In an interview before his lecture at Sonoma State University, Nader, now 84, remained an unwavering advocate of the people against big corporations and government. He also expressed hope in today’s high school and college students as agents of civic activism.
“First of all they have huge energy,” he said. “Second, they ask the toughest direct questions of their legislators – much better than the press; they’re not censoring themselves; they don’t have axes to grind. Third, there’s something pure about their mission.

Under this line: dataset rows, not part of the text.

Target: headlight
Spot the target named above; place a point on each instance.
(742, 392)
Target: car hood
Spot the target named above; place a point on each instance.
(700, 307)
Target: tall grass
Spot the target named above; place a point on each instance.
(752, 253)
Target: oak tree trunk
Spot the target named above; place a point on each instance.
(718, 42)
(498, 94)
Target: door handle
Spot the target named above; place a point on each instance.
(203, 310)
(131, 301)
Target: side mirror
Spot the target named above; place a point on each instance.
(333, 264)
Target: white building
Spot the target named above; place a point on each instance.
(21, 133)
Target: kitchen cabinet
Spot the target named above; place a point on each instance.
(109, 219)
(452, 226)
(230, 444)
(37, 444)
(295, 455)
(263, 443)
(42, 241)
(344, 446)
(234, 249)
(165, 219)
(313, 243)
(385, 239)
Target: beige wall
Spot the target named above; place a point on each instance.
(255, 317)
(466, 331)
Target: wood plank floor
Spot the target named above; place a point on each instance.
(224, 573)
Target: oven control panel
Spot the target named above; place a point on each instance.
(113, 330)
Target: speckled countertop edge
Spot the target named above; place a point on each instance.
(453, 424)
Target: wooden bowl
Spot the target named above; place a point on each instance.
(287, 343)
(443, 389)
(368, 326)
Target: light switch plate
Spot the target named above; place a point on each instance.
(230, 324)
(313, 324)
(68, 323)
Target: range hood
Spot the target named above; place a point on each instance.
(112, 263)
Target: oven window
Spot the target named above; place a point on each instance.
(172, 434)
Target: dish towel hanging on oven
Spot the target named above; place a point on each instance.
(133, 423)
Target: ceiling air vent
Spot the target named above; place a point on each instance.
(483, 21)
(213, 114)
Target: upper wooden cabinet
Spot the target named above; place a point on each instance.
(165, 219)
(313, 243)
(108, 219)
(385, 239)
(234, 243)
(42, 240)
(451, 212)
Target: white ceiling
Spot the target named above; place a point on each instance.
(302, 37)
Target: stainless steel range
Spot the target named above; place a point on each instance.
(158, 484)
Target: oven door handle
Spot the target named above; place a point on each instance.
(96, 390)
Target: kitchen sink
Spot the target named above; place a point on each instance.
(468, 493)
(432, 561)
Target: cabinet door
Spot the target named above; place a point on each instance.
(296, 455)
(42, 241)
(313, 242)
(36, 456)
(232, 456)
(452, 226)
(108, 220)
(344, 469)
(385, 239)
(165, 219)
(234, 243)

And they’re beginning to know it.”
Nader, an author, lecturer and attorney noted for his involvement in consumer protection, environmentalism and government, was the speaker for Sonoma State University’s annual H. Andréa Neves and Barton Evans Social Justice Lecture Series on March 5 in the Green Music Center.
He said students must be provoked to get involved, and the tragic school shooting in Parkland, Florida, was such a provocation that is now generating activism.
“It shouldn’t take these kinds of violent tragedies because there are a lot of silent forms of violence – like toxic pollution – that don’t rise to the occasion of media attention.” He pointed to climate disasters, a global flu pandemic, and the “vast overspending of our military budget and underspending of our health and safety domestic budget” as future tragedies.
“There are going to be a lot of crises. I hope this young generation will rise up to it. They’ve got the tools to do it and they have the numbers.”
The work to keep the citizenry engaged and informed is never-ending, he said.
“The forces of injustice take no time off. I’ve always said that’s why we work weekends.”
Nader said one of the highlights of his career has been educating people about the difference that one person can make.
“One person can never do it alone, but one person breaks through, coalesces the forces in support of a lot of people.
“Most everything we like in this country started with a handful of people. If those handful of people said to themselves, ‘we’re only a handful of people, look who we’re up against, why even begin,’ it wouldn’t have happened.”
Nader first made headlines as a young lawyer in 1965 with his book “Unsafe at Any Speed,” a scathing indictment that lambasted the auto industry for producing unsafe vehicles. The book led to congressional hearings and the passage of a series of automobile safety laws in 1966. In his most recent book, “Breaking Through Power,” Nader draws from a lifetime waging—and often winning—David vs. Goliath battles against big corporations and government.
One of his top priorities is defending the U.S. civil justice system. He said corporate lobbyists and anti-consumer legislators have worked on both the federal and state levels to restrain consumers' rights to seek justice in court against wrongdoers in the area of product liability, securities fraud and medical negligence. Nader continues working to advance meaningful civic institutions and citizen participation as an antidote to the lack of corporate and government accountability.